Die Wissenschaft macht Fehler, sie behauptet aber nicht unfehlbar zu sein wie die Gläubigen, die an irgendetwas nicht zu beweisendes glauben. Etwa gesünderes Biogemüse, Globuli (in denen nichts drin ist), Grander Wasser oder Phyten, die Gefahren der Gentechnologie, die Schöpfung (die es nie gegeben hat) oder einen totalitären, interstellaren Herrscher, der einen sogar auf der Toilette beobachtet. Habe ich was ausgelassen? Ja, im Gegensatz zum Glauben ist die Wissenschaft bereit aus Fehlern zu lernen. Keiner von uns hat die Wahrheit gefressen, aber unsere Produkte, von der Teflonpfanne, über das Handy, bis hin zu Medikamenten haben eine stärkere Wirkung als der Placeboeffekt. Den gibt’s überall gratis.
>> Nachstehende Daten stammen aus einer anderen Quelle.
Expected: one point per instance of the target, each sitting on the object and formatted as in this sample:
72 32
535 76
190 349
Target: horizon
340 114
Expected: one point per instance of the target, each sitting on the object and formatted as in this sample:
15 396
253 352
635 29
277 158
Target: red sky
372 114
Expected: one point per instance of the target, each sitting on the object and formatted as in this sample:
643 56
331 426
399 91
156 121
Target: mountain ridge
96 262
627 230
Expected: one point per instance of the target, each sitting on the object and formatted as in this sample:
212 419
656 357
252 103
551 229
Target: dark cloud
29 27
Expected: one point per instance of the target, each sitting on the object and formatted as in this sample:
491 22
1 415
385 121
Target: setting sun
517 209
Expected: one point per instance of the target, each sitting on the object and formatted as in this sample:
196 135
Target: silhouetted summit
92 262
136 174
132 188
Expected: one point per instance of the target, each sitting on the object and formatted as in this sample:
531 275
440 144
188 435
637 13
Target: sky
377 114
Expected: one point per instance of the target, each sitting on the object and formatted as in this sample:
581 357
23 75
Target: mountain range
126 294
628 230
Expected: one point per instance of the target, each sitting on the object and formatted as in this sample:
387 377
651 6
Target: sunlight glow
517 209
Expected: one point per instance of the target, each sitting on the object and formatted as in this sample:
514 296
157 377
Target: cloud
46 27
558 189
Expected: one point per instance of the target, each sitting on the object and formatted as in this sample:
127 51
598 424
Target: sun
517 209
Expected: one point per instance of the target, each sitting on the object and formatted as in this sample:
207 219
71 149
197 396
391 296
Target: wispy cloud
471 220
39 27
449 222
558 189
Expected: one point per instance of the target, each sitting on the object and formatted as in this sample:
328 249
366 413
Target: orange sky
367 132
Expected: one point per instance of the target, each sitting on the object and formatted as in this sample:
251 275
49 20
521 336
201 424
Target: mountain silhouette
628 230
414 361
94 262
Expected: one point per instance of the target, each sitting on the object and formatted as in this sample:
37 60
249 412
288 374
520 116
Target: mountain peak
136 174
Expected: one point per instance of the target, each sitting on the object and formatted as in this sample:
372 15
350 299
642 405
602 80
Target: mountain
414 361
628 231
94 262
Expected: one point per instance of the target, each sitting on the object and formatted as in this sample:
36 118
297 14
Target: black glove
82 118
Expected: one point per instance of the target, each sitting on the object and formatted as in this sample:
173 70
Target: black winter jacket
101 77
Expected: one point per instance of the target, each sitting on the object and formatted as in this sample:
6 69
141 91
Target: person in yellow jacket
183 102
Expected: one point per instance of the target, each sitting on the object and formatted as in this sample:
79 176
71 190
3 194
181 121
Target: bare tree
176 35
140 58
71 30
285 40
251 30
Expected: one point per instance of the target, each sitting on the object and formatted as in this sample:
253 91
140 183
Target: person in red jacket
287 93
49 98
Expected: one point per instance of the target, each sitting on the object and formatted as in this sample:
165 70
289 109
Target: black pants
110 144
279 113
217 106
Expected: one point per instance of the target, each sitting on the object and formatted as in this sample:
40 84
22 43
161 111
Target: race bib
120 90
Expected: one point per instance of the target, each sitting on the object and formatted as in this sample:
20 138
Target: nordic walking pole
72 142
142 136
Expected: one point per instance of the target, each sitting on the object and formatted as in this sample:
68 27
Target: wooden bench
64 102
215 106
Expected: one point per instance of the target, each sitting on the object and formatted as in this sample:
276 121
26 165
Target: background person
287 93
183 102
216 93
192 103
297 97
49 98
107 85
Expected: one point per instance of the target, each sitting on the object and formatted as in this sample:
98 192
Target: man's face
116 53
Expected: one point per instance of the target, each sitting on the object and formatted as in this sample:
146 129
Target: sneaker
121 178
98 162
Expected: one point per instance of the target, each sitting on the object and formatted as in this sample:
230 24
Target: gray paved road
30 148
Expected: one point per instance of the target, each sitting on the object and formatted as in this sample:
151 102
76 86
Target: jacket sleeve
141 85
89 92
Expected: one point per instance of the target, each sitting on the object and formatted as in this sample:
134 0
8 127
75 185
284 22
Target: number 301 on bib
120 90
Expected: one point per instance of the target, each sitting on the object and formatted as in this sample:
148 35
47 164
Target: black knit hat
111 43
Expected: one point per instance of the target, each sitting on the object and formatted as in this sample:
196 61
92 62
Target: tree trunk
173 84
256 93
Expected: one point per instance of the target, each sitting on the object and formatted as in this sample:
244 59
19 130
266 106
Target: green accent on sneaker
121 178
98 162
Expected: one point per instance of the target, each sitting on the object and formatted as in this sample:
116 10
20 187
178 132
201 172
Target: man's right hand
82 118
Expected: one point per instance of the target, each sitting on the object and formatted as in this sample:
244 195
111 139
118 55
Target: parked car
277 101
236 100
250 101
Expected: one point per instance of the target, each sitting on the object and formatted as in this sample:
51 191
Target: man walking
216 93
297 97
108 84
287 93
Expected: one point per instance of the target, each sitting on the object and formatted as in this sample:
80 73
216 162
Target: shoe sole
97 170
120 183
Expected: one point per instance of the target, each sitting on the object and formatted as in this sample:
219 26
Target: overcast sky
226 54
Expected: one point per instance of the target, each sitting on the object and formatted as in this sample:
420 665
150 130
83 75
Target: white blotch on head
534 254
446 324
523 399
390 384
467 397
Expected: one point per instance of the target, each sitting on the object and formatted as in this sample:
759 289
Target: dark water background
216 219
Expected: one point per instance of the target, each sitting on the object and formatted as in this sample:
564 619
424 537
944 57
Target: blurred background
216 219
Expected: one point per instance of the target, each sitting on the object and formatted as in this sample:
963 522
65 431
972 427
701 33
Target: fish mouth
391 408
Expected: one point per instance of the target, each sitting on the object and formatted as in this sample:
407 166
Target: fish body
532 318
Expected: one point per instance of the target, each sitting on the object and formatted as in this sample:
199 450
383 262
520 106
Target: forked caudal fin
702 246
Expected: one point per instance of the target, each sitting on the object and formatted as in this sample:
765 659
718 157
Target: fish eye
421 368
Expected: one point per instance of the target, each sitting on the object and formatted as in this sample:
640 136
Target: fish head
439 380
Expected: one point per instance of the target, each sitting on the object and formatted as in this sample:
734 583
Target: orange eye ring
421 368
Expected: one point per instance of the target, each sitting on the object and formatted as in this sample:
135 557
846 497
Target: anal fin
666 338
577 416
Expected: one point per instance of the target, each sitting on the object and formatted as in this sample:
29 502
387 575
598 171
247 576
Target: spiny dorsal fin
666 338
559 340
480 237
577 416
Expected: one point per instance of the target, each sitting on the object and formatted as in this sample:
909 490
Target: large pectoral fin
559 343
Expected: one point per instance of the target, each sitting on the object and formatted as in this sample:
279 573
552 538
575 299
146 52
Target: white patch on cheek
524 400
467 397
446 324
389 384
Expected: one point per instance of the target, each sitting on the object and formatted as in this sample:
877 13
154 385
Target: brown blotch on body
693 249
Der Irrglaube ist in Ordnung, falls er von erwachsenen Menschen gepflegt und nicht verbreitet wird. Es macht Spass so etwas zu tolerieren. Nur, warum verlangen Leute, die an das Absurde glauben, auch Respekt? Liegt das Problem allenfalls darin, dass der geforderte Respekt nur ein Deckmantel für Machtgelüste ist? Respekt kann man nicht einfordern, den muss man sich verdienen. Ich wollte nie Respekt, aber das Recht, respektlos zu sein und das hat Spass gemacht.

Hätte unser Stadtpräsident etwas weniger Respekt vor de Baldachin-Gegnern gehabt, so wäre das schöne Glasdach etwas länger geraten. Wir könnten trockenen Fusses vom Bahnhof zum Tram, und das wäre schön, bei dem Sauwetter.